Investment Matters

What Matters this week

It was a week filled with oddities and corporate shenanigans.

They kicked off on Monday as the Malaysian Government revealed it has been in talks with Wesfarmers over rare earths producer Lynas' (-1.4%) operating license.  Wesfarmers made an indicative offer for Lynas several weeks ago, which was promptly rejected, however, this did not stop the company from interjecting (even though it does not own or have a stake in the company!) in what have been delicate discussions around Lynas' future in the country.  Discussions involved plans to build a processing facility to remove radioactivity from materials before sending them to Malaysia. This has somewhat forced Lynas’ hand, as the Malaysian government has now indicated this will be a key requirement for Lynas to retain its operating license.

Flight Centre (-0.7%) continued its push into the corporate travel market, purchasing a 25% stake in The Upside Travel Company.  The purchase gives Flight Centre access to the company’s technology and software development, including its “cutting edge artificial intelligence”.

On Wednesday, Wynn Resorts performed a disappearing act.  Its take-over offer for Crown Resorts (+12.2%) on Tuesday (of $10 billion dollars or the equivalent of A$14.75 per share – a 25% premium!) evaporated before the market had a chance to blow the dust off its calculators.  The proposal, which was disclosed by the Australian Financial Review, was promptly withdrawn due to “premature disclosure of preliminary discussions”.  It appears the global casino hotel giant did not take kindly to the disclosure of what appeared to be confidential discussions.  The offer has, however, hung a giant “for sale” sign over Crown Resorts.  This might explain why its share price remains elevated (or perhaps there is a belief that the bid might again reappear).

Shares in Seven West Media (+10.4%) were given a kick as it disposed of its 50% interest in Yahoo7.  The sale for $20.7m to Verizon Media was on the back of progress attracting visitors its wholly owned news website.

In a sign of waning confidence in the retail sector, LendLease (+1.2%) put half of its stake in Adelaide’s biggest mall, Westfield Marion up for sale.  The sale is in response to withdrawals by investors late last year and maybe an omen for the retail property values moving forward.

Domino’s Pizza (-3.2%) paid $4m for 20 “rat-infested” stores in Denmark after their local operator went into administration.  This comes after a local Danish TV show exposed the use of expired food, poor hygiene and rat infestations in the franchises.  Ambition is something Domino's definitely isn't lacking (just take a look at how many times it has missed guidance over the last few years ...).

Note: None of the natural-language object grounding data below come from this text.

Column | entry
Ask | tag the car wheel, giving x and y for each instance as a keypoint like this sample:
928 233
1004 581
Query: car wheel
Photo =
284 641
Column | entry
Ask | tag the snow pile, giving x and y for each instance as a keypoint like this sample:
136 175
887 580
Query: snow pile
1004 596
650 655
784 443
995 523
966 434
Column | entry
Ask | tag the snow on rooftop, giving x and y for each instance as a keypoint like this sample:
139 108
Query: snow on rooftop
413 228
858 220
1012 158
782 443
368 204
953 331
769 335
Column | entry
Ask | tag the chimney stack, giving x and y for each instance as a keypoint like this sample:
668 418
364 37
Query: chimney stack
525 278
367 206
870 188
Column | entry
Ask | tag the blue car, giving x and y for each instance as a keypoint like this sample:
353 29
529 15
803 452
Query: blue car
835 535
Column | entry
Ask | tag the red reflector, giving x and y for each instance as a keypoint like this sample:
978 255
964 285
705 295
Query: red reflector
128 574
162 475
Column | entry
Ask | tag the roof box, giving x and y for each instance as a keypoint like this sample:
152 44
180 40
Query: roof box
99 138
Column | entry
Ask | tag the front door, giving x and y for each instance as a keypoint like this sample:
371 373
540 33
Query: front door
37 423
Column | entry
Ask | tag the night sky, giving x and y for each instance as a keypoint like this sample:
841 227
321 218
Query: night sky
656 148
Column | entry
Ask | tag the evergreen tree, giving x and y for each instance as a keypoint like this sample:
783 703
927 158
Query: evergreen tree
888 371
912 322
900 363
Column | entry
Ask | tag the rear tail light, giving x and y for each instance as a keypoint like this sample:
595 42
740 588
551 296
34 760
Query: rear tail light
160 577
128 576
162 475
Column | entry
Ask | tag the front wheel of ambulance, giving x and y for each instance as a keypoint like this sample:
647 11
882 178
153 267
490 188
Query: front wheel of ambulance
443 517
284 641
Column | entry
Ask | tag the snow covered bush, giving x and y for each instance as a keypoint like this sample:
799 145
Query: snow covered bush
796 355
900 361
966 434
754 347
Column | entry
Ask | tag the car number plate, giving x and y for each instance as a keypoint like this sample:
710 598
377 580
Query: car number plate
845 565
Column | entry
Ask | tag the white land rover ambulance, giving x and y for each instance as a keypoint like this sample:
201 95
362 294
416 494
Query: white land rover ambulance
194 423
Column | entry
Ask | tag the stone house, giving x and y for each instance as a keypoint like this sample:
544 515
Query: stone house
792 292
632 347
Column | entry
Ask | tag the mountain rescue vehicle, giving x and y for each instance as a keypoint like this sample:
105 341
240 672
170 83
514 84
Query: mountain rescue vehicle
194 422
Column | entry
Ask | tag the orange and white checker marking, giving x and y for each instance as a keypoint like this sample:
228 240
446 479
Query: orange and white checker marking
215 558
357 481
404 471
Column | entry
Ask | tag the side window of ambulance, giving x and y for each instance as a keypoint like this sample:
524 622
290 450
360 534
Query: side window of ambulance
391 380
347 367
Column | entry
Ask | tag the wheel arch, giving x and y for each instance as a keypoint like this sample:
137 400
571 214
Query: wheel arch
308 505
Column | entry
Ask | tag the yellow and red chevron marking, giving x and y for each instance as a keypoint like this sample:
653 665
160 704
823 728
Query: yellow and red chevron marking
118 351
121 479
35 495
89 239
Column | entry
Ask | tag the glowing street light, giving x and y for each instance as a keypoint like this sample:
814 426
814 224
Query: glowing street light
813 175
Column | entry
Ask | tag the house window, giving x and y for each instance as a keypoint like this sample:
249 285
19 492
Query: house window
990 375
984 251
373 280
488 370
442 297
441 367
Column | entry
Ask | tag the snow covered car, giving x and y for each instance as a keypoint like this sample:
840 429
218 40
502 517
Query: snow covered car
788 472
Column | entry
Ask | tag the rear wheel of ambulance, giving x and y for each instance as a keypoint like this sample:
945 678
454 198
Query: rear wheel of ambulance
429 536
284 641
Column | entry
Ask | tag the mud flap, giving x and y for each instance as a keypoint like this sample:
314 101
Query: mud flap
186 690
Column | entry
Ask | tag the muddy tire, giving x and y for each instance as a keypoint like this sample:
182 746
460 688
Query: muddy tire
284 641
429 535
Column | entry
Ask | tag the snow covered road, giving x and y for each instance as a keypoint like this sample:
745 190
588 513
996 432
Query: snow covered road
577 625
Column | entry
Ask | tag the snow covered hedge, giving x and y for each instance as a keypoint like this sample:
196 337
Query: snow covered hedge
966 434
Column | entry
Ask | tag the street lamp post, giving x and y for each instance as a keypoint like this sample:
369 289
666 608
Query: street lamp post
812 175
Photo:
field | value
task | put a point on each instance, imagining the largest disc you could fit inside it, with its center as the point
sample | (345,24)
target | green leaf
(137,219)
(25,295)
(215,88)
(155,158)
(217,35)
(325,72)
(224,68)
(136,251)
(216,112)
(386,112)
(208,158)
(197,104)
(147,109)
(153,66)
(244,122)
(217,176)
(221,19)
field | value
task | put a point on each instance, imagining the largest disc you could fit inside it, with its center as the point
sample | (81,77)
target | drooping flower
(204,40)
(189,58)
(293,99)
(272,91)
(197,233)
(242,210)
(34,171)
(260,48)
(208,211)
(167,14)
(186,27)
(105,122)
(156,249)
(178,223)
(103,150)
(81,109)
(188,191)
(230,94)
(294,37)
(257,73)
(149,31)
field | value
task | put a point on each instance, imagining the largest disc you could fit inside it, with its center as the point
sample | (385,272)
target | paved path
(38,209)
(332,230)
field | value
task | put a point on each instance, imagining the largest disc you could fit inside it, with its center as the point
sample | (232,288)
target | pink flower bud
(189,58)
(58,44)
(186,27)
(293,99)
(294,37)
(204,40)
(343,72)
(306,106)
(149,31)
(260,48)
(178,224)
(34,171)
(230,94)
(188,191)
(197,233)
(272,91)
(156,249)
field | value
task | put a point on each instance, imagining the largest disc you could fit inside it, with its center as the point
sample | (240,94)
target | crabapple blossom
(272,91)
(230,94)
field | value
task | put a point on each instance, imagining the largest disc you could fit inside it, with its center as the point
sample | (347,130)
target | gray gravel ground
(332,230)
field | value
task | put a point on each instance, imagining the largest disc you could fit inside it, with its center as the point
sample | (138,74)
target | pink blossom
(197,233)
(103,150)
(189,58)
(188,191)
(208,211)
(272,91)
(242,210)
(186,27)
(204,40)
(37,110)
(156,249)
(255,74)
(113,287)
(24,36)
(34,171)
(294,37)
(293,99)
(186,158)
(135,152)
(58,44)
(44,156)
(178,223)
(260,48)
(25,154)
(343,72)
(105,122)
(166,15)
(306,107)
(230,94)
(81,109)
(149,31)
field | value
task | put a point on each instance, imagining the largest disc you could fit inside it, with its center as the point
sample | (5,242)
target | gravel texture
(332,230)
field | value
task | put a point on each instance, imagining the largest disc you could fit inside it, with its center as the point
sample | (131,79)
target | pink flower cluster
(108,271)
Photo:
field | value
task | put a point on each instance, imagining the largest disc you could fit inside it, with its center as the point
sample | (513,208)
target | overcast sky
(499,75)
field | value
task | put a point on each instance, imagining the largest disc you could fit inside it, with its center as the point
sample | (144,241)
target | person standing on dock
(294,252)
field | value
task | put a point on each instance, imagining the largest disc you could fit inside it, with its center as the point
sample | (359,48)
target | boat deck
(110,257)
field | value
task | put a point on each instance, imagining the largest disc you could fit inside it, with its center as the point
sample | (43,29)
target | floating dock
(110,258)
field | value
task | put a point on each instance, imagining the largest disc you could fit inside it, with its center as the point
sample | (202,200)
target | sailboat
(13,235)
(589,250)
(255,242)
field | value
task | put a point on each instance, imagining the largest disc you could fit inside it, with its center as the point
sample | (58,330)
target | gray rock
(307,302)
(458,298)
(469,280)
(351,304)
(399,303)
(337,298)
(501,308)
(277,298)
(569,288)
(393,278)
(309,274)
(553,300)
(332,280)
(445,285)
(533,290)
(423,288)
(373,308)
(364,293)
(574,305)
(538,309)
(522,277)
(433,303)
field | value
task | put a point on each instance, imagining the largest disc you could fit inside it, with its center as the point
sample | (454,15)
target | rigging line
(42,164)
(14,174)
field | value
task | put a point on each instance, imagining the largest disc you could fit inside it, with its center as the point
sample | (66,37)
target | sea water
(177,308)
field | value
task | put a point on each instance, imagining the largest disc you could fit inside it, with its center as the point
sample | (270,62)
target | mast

Independent wealth management platform Praemium (-18.9%) sunk like a stone on Monday after losing a key customer in ANZ Private (responsible for 8% of its revenue) to competitor NetWealth.  The highly priced independent wealth management platform sector (which has a market value weighted P/E of 63) has been rapidly taking market share from larger incumbent platforms.  This latest development shows that competition between platforms may be heating up (and their valuations may start to look a little more 'fragile').

The Bank of Queensland (-5.7%) released its 1HFY-19 results, which revealed its cash earnings after tax was down 8%.  It was hit by a double whammy of slowing demand for home loans (resulting in discounting, which reduced its net interest margin) and increased regulatory and compliance costs as a result of the Royal Commission (causing operating expenses to grow).  It has subsequently revised down its profit outlook for FY-19 and cut its dividend.  A sign of things to come?

Note: Price changes represent performance for the week to market close on Thursday afternoon.